Calcium Phosphate Transient Transfection Protocol & Guide

Calcium phosphate Transient Transfection Protocol and Guide

Transfection with Calcium Phosphate: General Summary

Molecular biology tools allow us to understand and manipulate DNA/RNA so that we can change how cells behave. In this next series of posts, let’s learn how to manipulate cells and make them do our bidding. Among the list of methods to learn, the first tool to understand is transfection – the process by which we introduce new DNA into a cell so that we can change what proteins it creates. Specifically, we will focus on Calcium Phosphate transient transfection because it is a common and powerful technique. We can then combine transfection with some of our protein-manipulation techniques to change cell behavior and confirm that our changes actually had an effect: Immunoprecipitation (IP) and Western Blotting. Note that other techniques for transfection including electroporation, DEAE:Dextran based transfection, and lipid mediated transfection will be discussed in the future.

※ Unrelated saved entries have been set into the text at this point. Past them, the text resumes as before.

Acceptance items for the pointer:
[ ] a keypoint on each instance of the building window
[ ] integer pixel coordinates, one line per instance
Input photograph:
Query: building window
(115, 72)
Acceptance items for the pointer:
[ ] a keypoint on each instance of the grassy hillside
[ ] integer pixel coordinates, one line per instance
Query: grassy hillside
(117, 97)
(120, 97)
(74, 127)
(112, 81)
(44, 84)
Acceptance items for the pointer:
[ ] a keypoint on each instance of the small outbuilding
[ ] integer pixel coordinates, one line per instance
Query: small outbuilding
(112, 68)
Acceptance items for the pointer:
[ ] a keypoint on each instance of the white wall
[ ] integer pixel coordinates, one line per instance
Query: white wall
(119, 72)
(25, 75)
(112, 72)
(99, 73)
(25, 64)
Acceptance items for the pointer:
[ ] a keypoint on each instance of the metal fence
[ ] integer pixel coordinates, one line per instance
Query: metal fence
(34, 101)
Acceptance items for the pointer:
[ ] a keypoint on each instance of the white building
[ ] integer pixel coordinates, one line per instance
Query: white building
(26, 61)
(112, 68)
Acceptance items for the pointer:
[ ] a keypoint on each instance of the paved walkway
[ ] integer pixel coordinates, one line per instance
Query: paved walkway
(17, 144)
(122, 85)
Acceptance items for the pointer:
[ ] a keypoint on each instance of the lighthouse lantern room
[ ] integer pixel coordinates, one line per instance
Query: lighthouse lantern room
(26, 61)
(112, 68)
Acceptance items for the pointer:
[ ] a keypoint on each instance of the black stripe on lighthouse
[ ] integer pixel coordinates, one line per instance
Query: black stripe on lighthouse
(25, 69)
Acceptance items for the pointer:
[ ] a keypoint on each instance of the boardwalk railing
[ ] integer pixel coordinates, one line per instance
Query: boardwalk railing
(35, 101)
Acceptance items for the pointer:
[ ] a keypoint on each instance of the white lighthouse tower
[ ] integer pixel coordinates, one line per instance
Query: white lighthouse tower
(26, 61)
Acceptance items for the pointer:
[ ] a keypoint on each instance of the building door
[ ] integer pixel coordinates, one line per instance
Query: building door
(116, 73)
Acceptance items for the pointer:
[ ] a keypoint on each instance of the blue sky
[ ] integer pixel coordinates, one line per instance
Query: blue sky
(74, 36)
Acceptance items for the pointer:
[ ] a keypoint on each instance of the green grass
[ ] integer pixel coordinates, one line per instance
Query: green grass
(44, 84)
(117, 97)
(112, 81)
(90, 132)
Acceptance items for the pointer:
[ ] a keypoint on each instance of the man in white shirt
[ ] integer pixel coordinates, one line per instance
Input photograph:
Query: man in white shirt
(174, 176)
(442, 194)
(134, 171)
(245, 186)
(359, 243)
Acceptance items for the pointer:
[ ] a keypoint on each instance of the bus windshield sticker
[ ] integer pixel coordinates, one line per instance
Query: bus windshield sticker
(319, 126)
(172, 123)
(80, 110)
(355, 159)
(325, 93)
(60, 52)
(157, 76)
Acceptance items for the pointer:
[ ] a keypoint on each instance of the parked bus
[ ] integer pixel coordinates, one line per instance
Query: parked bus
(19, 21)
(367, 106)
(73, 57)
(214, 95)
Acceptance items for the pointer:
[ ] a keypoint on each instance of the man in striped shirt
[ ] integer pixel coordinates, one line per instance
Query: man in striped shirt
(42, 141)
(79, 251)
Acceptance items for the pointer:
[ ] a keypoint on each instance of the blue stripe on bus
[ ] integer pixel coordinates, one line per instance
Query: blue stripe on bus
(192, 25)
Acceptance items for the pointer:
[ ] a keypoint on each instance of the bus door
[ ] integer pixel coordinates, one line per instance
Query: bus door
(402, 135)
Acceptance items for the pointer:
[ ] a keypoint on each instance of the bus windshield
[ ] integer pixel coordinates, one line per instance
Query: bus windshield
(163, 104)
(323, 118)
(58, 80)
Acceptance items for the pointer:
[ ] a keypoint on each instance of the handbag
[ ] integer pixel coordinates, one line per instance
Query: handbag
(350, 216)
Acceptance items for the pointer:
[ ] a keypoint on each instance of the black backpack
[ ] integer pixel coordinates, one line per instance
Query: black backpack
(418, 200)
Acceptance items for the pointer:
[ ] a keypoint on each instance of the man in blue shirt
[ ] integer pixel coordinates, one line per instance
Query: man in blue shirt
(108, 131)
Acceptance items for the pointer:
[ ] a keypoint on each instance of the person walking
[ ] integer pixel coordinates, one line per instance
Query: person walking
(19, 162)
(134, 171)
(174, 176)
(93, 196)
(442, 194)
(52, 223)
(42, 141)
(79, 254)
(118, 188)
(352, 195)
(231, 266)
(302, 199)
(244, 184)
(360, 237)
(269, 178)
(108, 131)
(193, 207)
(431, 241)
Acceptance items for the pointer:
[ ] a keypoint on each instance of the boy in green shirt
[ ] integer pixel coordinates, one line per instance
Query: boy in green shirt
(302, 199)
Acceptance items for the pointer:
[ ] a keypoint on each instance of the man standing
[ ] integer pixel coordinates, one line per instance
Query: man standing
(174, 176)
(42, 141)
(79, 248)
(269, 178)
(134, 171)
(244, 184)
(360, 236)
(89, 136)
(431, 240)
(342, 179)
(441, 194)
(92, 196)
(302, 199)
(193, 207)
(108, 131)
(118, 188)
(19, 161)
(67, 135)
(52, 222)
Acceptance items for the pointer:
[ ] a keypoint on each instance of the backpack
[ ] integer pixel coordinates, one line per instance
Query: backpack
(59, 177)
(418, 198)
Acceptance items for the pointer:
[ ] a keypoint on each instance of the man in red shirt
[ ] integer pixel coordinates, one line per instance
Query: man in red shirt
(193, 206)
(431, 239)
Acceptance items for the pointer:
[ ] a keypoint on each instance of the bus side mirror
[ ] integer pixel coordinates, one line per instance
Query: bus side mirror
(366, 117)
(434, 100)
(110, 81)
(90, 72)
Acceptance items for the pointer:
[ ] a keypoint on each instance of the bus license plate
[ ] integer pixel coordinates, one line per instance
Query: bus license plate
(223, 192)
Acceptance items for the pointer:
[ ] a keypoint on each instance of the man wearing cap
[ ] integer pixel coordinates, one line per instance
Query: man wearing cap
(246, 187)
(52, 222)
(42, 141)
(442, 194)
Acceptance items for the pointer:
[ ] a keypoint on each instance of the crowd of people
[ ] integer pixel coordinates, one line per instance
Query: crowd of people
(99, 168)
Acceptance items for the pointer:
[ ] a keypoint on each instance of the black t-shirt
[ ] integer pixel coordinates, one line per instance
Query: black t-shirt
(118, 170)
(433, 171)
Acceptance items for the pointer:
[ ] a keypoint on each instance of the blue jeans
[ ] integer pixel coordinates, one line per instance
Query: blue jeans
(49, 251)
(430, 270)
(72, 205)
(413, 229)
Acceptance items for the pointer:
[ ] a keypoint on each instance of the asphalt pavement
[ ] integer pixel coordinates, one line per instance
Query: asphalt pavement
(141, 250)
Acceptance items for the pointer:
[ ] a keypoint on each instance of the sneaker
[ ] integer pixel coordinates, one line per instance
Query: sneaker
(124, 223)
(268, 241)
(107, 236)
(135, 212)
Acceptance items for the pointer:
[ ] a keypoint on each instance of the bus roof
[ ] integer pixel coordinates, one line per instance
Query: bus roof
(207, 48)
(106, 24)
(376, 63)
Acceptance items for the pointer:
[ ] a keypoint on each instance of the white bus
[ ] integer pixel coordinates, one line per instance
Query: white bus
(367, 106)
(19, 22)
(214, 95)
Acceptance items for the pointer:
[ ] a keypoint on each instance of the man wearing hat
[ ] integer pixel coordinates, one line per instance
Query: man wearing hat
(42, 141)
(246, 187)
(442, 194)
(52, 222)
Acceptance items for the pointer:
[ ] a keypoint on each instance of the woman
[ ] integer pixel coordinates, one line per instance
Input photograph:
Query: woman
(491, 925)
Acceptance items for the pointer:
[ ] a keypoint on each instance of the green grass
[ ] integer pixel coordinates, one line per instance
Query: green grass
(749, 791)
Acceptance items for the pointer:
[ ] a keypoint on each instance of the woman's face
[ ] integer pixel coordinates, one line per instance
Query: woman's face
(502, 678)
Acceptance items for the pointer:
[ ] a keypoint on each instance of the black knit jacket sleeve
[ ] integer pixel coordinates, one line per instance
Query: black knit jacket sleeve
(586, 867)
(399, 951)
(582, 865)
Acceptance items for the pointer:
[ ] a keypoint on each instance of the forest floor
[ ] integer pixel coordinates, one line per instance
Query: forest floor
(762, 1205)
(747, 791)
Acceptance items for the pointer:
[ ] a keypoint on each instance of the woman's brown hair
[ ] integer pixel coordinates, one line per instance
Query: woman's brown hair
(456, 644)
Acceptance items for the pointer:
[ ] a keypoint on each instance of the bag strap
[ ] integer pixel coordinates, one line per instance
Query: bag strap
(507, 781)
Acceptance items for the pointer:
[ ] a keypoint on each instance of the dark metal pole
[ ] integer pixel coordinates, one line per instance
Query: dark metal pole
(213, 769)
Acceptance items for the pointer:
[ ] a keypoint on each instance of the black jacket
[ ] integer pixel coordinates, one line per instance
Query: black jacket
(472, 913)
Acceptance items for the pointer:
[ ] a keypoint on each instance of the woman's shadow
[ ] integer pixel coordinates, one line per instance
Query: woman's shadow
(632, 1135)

Transient vs. Stable Transfection

When you introduce DNA into a cell, it is possible for the cell to keep the DNA temporarily or permanently. Temporarily, a cell might keep your DNA as a packaged plasmid and express it until it divides. Permanent transfection takes place when the new DNA is integrated into the genome of the cell and it passes the DNA down through cell division into its progeny. It’s difficult to determine when genes will be integrated into the genome (stable transfection) and when they will be kept temporarily (transient transition). There is a lot of luck involved. However, it is possible to only keep cells that have your DNA by selection. Take a look at the image below:

Calcium phosphate Mammalian Transfection

DNA Transfection guide

Transient Transfection vs Stable transfection

Calcium Phosphate Transient Transfection

To introduce DNA into eukaryotic cells such as mammalian cells, we need to neutralize the charge on the DNA. This is because cell surfaces are negatively charged and DNA that is unshielded will be repelled from the cell surface. Even if some DNA enters a cell, the nuclear envelope will also reject the DNA due to its charge. (For a picture of the DNA polymer look at our PCR protocol) So, the classical technique for neutralization of DNA’s charge is to use Calcium Phosphate. The steps for transfection with Calcium Phophate are very straight forward:

  • Generate DNA strand (circular DNA is much easier to introduce)
  • Mix calcium phosphate with DNA and generate nanoparticulate precipitates
  • Incubate with cells
  • Select cells expressing the DNA of interest

Cells will tend to phagocytose the calcium phosphate nanoparticles and, with luck, they will allow the nanoparticles to enter the nucleus. Calcium phosphate transfection works well because of the stability provided by divalent calcium ions. Other methods such as lipofectamine and polyethylene imine based transfection also work similarly by neutralizing DNA’s charge. But lipids offer the additional benefit of making the DNA complex more hydrophobic and hence make it easier for it to pass through the phospholipid bilayer.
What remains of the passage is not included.